Trade was extremely light, with Tokyo and several European countries on holiday and many banks on skeleton staff ahead of the New Year holidays.
“We’re probably seeing some sort of rebalancing. The dollar has had a strong month and people are just taking profits,” said Geoffrey Yu, currency strategist at UBS in London.
At 1215 GMT, the dollar index was down 0.5 percent at 77.501, a big turnaround from the previous session when it rose as high as 78.218.
The dollar index has risen around 3.5 percent so far this month and was on track for its biggest monthly gain since January, although over 2009 it was down more than 4 percent.
The euro was up 0.5 percent at $1.4403, taking it well above its December low of $1.4219. However, it was still down around 4 percent over December.
The euro jumped well over a cent against the dollar in early London trade, with traders attributing the move to Asian central bank dollar selling as well as year-end model trades.
Technically, the euro’s short-term outlook against the dollar was strong entering the new year, after Wednesday’s dip confirmed strong support at $1.4117-1.4218 — the 38.2 percent retracement of the rise from the March low, and the 200-day average. Also, the Moving Average Convergence Divergence oscillator, used to gauge turning points in trends, staged a bullish crossover. Any clean break above $1.4434, the 23.6 percent retracement of the euro’s drop from December’s peak, would target the 38.2 percent retracement at $1.4569.
Over the year, the euro was up around 3 percent, although that gain pales compared to the Australian and New Zealand dollars — easily the best performers among the major currencies — which have risen around 28 and 25 percent respectively.
The two currencies gained strongly on Thursday, with the Australian dollar up 0.6 percent at $0.8999 and the New Zealand dollar up 0.7 percent at $0.7269.
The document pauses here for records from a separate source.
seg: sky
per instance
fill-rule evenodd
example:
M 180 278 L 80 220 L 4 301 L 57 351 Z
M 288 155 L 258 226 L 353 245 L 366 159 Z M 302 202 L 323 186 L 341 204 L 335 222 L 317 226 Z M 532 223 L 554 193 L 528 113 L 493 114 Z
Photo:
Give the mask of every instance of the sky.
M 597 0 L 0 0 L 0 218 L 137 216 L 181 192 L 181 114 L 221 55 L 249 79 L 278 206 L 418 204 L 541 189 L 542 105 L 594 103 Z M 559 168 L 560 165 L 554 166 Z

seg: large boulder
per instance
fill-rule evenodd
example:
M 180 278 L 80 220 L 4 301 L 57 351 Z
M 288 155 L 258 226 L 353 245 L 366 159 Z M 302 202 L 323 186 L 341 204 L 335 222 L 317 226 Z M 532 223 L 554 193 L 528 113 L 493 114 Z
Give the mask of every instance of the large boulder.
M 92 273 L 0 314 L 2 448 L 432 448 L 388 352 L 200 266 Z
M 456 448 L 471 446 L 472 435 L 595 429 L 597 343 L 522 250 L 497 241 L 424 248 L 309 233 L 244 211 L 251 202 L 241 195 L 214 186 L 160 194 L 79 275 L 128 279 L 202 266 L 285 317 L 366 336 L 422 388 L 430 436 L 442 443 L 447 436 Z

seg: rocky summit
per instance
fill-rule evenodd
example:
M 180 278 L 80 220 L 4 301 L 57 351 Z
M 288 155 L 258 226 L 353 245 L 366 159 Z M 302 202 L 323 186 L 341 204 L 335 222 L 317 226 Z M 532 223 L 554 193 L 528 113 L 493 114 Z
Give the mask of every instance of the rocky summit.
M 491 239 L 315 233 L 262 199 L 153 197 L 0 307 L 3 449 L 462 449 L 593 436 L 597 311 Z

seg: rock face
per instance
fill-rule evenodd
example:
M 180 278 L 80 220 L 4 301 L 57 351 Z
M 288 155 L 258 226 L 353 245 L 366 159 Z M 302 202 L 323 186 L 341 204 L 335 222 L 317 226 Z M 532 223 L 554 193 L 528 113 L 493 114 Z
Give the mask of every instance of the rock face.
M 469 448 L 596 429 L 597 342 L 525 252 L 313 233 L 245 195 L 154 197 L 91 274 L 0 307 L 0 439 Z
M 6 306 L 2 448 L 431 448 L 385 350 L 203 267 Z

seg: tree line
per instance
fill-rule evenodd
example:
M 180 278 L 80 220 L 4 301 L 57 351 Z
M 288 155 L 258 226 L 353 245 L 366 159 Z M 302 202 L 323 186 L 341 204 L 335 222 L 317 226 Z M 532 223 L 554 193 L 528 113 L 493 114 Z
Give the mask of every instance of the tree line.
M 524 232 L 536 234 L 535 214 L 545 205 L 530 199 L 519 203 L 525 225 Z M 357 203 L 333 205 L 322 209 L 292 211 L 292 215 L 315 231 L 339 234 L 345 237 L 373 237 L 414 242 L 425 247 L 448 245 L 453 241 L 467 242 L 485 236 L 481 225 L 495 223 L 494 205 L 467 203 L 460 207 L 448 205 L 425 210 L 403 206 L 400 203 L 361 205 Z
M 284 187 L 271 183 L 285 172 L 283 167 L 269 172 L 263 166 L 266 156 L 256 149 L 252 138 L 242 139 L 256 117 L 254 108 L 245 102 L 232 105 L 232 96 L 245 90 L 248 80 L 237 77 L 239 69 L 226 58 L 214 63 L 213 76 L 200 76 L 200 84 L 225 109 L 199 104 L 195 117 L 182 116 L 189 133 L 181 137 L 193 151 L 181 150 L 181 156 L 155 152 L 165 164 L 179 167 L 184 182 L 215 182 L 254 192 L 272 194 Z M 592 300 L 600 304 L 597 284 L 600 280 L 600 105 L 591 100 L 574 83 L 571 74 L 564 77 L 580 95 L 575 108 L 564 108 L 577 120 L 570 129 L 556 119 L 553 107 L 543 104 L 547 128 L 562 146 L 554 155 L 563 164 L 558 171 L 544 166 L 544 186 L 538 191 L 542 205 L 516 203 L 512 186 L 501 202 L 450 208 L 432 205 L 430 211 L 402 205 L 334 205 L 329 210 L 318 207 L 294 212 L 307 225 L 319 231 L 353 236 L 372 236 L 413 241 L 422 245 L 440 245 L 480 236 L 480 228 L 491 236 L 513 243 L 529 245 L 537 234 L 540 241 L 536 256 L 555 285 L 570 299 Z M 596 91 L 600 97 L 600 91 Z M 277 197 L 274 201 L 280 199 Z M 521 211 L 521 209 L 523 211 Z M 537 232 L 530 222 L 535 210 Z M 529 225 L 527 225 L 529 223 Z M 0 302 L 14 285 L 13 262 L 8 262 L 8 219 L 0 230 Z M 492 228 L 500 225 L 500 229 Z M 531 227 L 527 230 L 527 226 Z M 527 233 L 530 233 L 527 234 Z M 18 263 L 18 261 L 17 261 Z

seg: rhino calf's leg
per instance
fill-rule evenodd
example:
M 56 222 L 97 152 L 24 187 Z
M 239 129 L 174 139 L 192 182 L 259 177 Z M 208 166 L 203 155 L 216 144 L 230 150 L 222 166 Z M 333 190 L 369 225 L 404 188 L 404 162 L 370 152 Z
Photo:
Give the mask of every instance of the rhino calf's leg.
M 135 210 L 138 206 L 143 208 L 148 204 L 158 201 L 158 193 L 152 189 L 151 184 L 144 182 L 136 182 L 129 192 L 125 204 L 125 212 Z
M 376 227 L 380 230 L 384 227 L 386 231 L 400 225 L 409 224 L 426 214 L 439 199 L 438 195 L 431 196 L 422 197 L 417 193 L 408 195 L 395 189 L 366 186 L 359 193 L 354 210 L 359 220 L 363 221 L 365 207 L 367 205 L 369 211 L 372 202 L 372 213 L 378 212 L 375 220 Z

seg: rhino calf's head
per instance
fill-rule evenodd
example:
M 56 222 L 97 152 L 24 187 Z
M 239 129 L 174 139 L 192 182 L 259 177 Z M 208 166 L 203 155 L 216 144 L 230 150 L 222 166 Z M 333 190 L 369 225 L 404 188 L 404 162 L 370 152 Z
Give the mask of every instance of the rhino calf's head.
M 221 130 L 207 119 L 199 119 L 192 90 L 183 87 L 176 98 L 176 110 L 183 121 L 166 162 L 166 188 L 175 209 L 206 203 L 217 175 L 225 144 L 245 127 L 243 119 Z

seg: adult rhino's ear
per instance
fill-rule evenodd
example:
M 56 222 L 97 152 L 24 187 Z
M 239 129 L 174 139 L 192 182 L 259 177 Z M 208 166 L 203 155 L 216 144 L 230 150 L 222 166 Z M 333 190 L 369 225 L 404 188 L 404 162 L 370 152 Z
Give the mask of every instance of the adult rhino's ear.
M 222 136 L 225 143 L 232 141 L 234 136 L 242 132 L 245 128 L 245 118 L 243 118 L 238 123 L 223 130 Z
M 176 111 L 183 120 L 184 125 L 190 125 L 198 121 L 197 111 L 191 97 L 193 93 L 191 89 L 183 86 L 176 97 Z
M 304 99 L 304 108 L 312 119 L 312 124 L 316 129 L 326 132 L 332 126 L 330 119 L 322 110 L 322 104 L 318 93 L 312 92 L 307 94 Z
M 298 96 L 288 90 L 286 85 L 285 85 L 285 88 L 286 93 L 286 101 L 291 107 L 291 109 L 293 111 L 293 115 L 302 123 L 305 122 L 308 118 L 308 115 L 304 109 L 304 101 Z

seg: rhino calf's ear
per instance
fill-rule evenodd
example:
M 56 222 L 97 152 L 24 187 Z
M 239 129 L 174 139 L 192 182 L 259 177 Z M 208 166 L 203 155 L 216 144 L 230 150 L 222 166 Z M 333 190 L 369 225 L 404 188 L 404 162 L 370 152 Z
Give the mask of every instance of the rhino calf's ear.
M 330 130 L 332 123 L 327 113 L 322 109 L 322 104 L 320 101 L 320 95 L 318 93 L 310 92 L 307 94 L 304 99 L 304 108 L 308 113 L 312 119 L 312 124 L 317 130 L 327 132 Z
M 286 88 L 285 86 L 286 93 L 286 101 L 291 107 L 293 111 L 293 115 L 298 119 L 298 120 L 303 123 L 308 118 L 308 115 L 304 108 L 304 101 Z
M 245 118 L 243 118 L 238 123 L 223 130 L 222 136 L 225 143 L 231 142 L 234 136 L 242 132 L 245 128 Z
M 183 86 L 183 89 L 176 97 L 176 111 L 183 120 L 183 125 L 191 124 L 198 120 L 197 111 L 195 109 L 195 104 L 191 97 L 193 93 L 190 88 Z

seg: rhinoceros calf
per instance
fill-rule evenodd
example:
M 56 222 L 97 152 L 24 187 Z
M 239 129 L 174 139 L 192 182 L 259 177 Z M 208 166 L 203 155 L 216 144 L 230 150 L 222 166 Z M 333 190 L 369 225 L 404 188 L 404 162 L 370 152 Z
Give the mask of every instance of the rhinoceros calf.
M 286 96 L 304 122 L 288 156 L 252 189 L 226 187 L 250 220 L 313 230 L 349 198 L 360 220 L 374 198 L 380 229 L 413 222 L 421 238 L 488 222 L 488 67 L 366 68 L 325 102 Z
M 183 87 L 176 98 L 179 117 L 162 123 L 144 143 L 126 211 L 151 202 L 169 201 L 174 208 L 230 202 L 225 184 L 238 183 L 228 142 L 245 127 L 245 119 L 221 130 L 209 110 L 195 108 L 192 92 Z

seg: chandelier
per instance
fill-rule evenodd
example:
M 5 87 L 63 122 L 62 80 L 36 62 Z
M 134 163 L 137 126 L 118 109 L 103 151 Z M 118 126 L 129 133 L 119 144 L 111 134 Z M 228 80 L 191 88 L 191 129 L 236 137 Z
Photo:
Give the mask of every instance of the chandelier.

Next week, investors will turn their attentions to the release of U.S. monthly payrolls data on Friday, where further indications of an improving U.S. economy could lift the dollar.
“It’s going to be a hugely important number,” said a trader at an Australian bank in Sydney. “Anything above forecast could see the euro finally break down through $1.4200 toward $1.4000.
“A weak result would be a real dampener after the run of upbeat figures we’ve seen. The market would have to rethink the Fed timing again, and that could see the euro back up at $1.4700.”
Elsewhere, the dollar fell 0.1 percent against the yen to 92.37 yen. But it was up nearly 7 percent over December, on track for its best monthly performance since February.